Sensory Overload and how to cope.

(click on images to zoom)

So important.

I also find I can get SO from thinking too much, like brain-over-stimulation. Though that is kinda like audio input for me because of the way I think. After all, my go-to overload thought is “quiet please, make it stop”.

thank you for posting this, i needed it

[Image Descriptions:

All slides have a light blue background, and the text is written in blue rectangles with rounded corners.
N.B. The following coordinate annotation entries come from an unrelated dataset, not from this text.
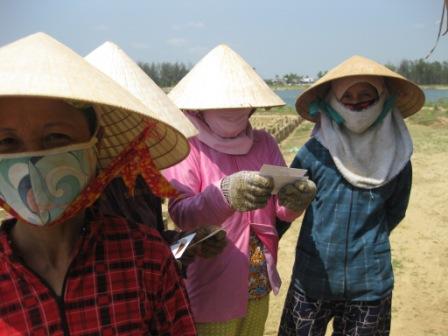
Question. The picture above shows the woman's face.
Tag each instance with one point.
(359, 93)
(35, 124)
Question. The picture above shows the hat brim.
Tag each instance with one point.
(410, 97)
(39, 66)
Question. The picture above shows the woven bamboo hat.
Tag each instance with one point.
(410, 98)
(222, 79)
(115, 63)
(40, 66)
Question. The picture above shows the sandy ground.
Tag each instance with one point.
(419, 244)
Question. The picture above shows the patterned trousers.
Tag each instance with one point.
(250, 325)
(303, 316)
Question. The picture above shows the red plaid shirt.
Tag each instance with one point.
(122, 281)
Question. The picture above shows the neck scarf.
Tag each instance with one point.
(372, 158)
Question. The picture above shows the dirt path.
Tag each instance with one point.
(419, 244)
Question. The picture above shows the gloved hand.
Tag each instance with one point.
(212, 246)
(247, 190)
(298, 195)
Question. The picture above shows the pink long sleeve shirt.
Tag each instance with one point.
(218, 287)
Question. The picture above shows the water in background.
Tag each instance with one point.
(432, 95)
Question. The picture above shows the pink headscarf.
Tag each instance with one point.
(225, 130)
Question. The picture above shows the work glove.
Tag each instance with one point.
(247, 190)
(296, 196)
(211, 246)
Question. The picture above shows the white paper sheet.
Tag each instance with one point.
(179, 247)
(282, 175)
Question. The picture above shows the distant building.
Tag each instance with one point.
(307, 80)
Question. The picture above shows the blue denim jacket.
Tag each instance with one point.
(343, 251)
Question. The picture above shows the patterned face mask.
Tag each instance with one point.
(39, 186)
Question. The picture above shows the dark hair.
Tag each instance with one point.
(90, 115)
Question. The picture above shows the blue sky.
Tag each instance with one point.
(275, 36)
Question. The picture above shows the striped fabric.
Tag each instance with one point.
(122, 281)
(343, 252)
(250, 325)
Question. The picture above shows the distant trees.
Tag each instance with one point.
(422, 72)
(168, 74)
(165, 74)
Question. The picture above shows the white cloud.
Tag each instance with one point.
(177, 42)
(101, 27)
(196, 24)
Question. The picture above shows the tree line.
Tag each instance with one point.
(422, 72)
(166, 74)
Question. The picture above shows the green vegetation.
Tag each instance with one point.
(421, 72)
(282, 110)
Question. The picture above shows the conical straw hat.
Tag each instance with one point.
(40, 66)
(410, 98)
(222, 79)
(115, 63)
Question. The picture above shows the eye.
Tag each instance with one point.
(9, 144)
(346, 97)
(57, 140)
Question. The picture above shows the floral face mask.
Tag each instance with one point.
(39, 186)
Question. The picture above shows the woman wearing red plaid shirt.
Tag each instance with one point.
(65, 131)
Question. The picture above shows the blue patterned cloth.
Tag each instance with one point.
(343, 251)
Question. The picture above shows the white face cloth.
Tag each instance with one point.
(358, 121)
(227, 123)
(371, 158)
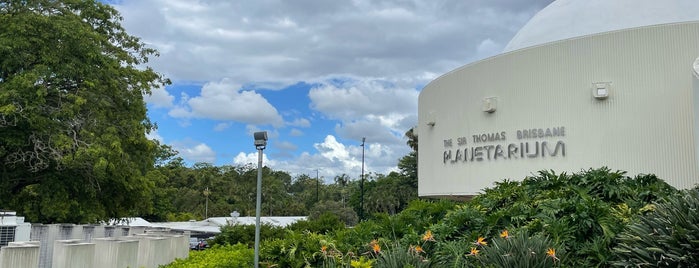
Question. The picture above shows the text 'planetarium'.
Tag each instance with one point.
(584, 84)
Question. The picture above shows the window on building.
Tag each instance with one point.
(7, 235)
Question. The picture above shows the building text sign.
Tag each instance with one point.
(521, 144)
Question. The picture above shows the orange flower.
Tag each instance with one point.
(376, 248)
(428, 236)
(419, 249)
(481, 241)
(505, 234)
(551, 253)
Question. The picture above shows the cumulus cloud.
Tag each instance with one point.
(225, 101)
(197, 152)
(244, 159)
(257, 41)
(300, 122)
(159, 97)
(294, 132)
(366, 62)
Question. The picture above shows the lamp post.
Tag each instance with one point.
(361, 186)
(260, 143)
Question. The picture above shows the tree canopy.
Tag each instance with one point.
(72, 114)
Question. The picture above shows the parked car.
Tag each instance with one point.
(197, 244)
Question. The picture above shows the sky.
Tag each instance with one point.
(317, 75)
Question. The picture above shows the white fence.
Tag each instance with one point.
(75, 246)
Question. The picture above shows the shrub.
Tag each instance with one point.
(235, 256)
(668, 236)
(245, 234)
(325, 223)
(520, 250)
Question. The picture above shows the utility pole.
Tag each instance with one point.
(206, 209)
(317, 186)
(361, 186)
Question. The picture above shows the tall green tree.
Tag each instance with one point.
(72, 114)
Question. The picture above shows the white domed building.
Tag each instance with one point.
(584, 84)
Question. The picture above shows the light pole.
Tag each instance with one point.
(260, 143)
(361, 186)
(317, 187)
(206, 208)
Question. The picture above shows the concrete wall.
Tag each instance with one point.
(645, 125)
(116, 252)
(67, 245)
(73, 254)
(20, 254)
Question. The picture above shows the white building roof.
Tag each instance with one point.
(211, 225)
(564, 19)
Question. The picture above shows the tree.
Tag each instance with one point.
(72, 115)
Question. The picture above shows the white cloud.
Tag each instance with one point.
(300, 122)
(159, 97)
(225, 101)
(285, 146)
(354, 98)
(367, 61)
(258, 41)
(222, 126)
(295, 132)
(198, 152)
(251, 159)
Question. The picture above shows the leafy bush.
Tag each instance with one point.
(245, 234)
(235, 256)
(668, 236)
(345, 214)
(297, 249)
(325, 223)
(520, 250)
(582, 212)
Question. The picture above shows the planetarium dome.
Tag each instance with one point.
(564, 19)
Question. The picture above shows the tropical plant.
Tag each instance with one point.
(229, 256)
(667, 236)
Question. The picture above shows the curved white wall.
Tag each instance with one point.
(644, 126)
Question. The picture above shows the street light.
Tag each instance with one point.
(317, 186)
(361, 186)
(260, 143)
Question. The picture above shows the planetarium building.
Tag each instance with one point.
(584, 84)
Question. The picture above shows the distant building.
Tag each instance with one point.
(584, 84)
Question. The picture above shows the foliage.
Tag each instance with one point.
(667, 236)
(72, 116)
(345, 214)
(229, 256)
(582, 212)
(297, 249)
(399, 256)
(520, 250)
(245, 234)
(323, 224)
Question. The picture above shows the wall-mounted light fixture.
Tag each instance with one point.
(600, 90)
(431, 119)
(490, 104)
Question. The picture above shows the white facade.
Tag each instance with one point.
(544, 108)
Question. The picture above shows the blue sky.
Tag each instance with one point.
(316, 75)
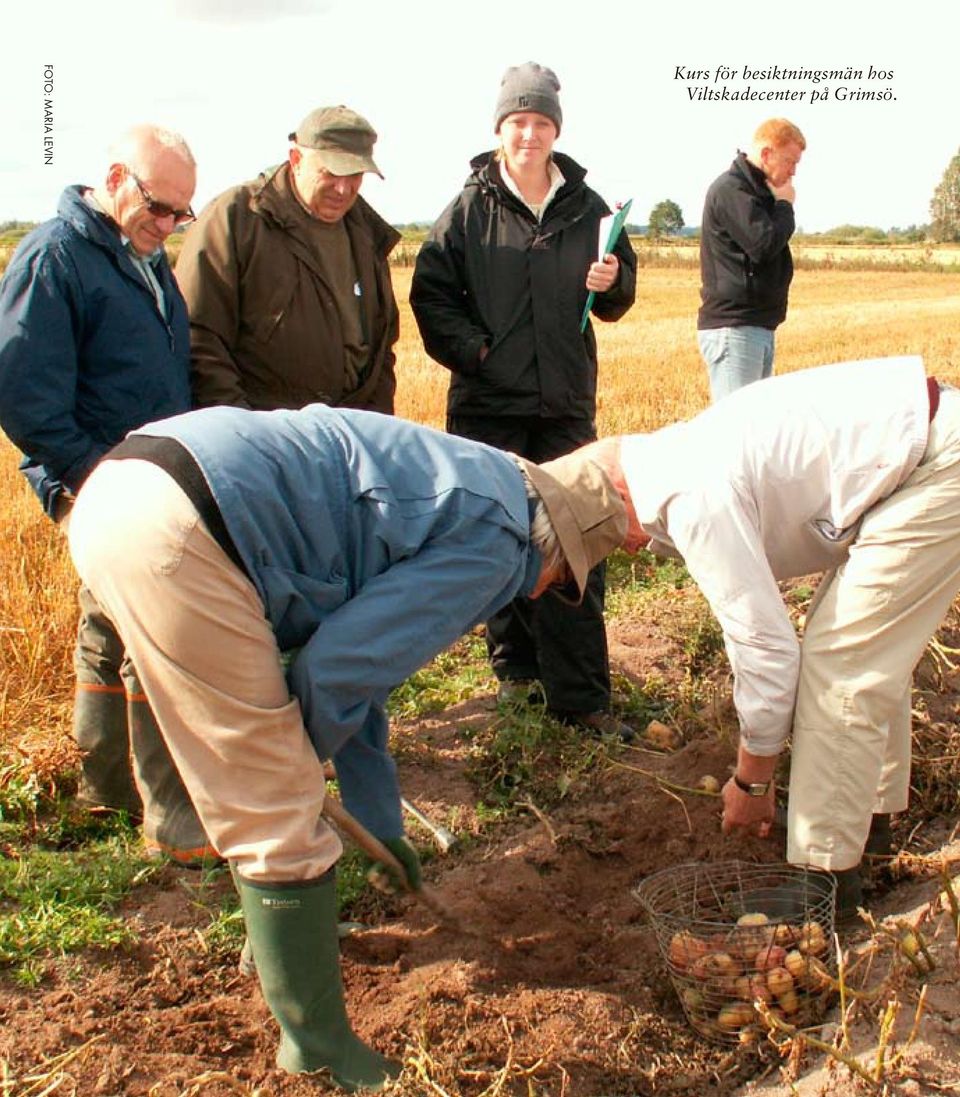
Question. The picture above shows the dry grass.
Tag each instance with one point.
(651, 371)
(651, 374)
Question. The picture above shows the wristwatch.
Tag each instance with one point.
(753, 788)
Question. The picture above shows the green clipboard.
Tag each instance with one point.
(617, 225)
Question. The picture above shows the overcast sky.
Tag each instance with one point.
(236, 76)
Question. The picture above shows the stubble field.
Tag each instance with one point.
(566, 997)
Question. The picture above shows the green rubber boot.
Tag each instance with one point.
(292, 929)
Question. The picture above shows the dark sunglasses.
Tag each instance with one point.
(160, 208)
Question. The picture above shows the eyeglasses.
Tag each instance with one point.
(160, 208)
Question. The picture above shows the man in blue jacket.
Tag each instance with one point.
(364, 544)
(93, 342)
(745, 261)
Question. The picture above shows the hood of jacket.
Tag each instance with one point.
(487, 174)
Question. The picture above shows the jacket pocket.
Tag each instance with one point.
(296, 604)
(273, 310)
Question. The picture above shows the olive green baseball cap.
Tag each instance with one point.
(585, 508)
(343, 138)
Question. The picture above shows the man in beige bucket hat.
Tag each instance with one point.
(288, 283)
(360, 545)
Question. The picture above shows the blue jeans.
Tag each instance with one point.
(735, 357)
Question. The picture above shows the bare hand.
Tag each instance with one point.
(601, 275)
(785, 193)
(747, 814)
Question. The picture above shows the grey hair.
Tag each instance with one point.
(132, 145)
(542, 534)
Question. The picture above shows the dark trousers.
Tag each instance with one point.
(564, 646)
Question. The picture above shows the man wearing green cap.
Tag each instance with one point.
(288, 283)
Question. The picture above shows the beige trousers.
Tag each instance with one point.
(865, 633)
(209, 663)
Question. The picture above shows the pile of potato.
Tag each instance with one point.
(720, 977)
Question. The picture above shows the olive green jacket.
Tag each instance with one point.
(264, 328)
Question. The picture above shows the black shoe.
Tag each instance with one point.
(598, 724)
(519, 691)
(880, 838)
(849, 893)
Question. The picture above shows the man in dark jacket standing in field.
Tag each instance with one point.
(288, 283)
(498, 293)
(94, 342)
(745, 261)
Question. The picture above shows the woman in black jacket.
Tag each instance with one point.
(498, 293)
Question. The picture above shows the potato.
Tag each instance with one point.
(812, 939)
(715, 965)
(785, 935)
(685, 949)
(779, 981)
(769, 957)
(797, 963)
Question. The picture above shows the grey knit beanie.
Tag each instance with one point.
(529, 87)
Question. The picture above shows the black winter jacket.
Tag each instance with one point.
(745, 261)
(489, 275)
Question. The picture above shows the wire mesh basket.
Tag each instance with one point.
(732, 934)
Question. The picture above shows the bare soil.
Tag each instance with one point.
(552, 984)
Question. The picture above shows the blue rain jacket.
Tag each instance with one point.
(373, 543)
(85, 353)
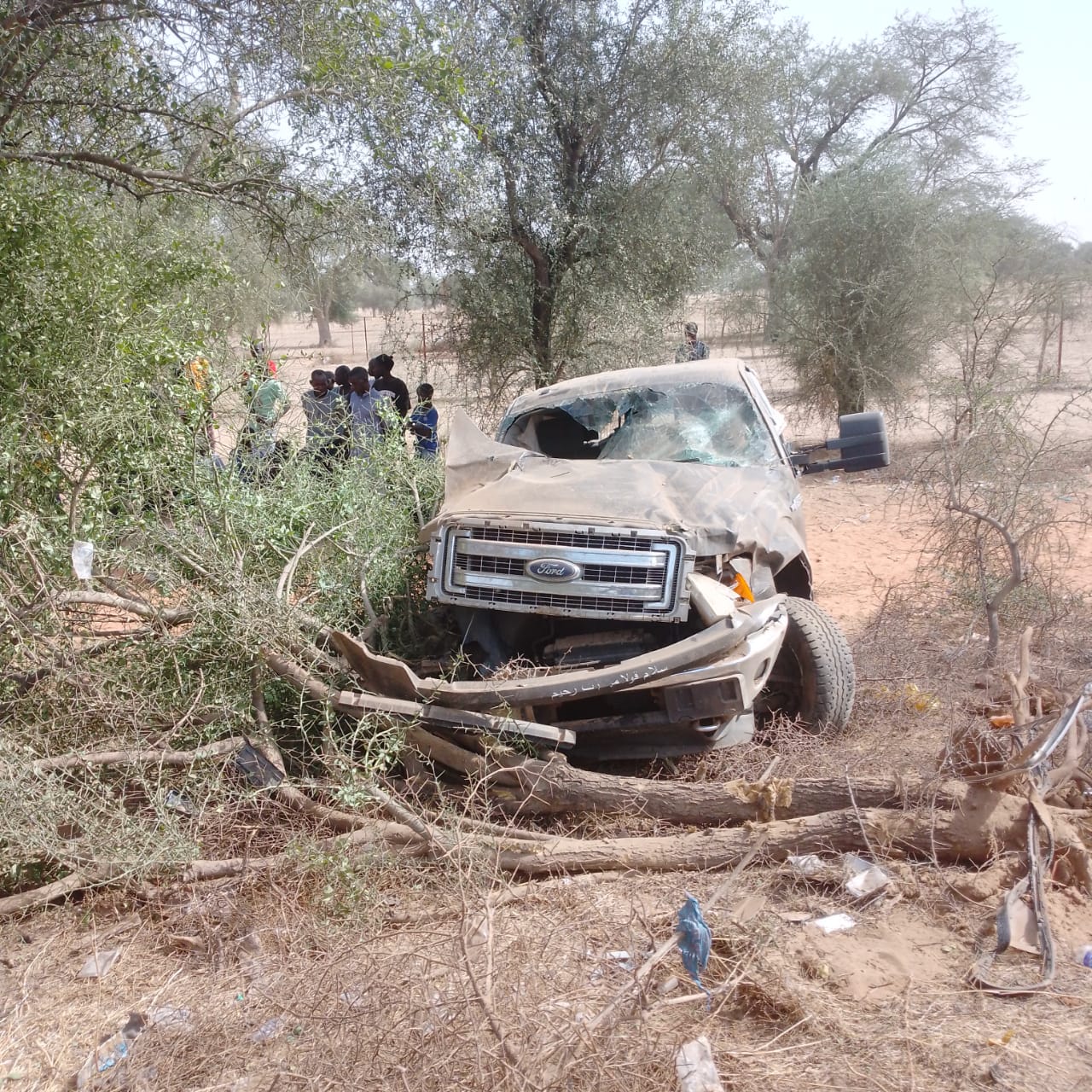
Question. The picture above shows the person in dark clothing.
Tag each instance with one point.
(380, 369)
(423, 424)
(341, 381)
(691, 348)
(327, 415)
Slide 1: The title is in white text inside a dark blue circle that is centred in the slide.

Sensory Overload And how to cope

Slide 2: The header is in a dark blue rectangle and white text, and the body is in a pale blue rectangle and black text.

Sensory overload has been found to be associated with disorders such as:

  • Fibromyalgia (FM)
  • Chronic Fatigue Syndrome (CFS)
  • Post Traumatic Stress Disorder (PTSD)
  • Autistic spectrum disorders
  • Generalized Anxiety Disorder (GAD)
  • Synesthesia

Slide 3: The text is in three pale blue rectangles that go horizontally across the slide. All use black text. The last rectangle has four smaller dark blue rectangles with white text inside it for the four points. The text is centred in all of the rectangles.

Sensory overload occurs when one (or more) of the body’s senses experiences over-stimulation from the environment.

Basically it feels like everything is happening at once, and is happening too fast for you to keep up with.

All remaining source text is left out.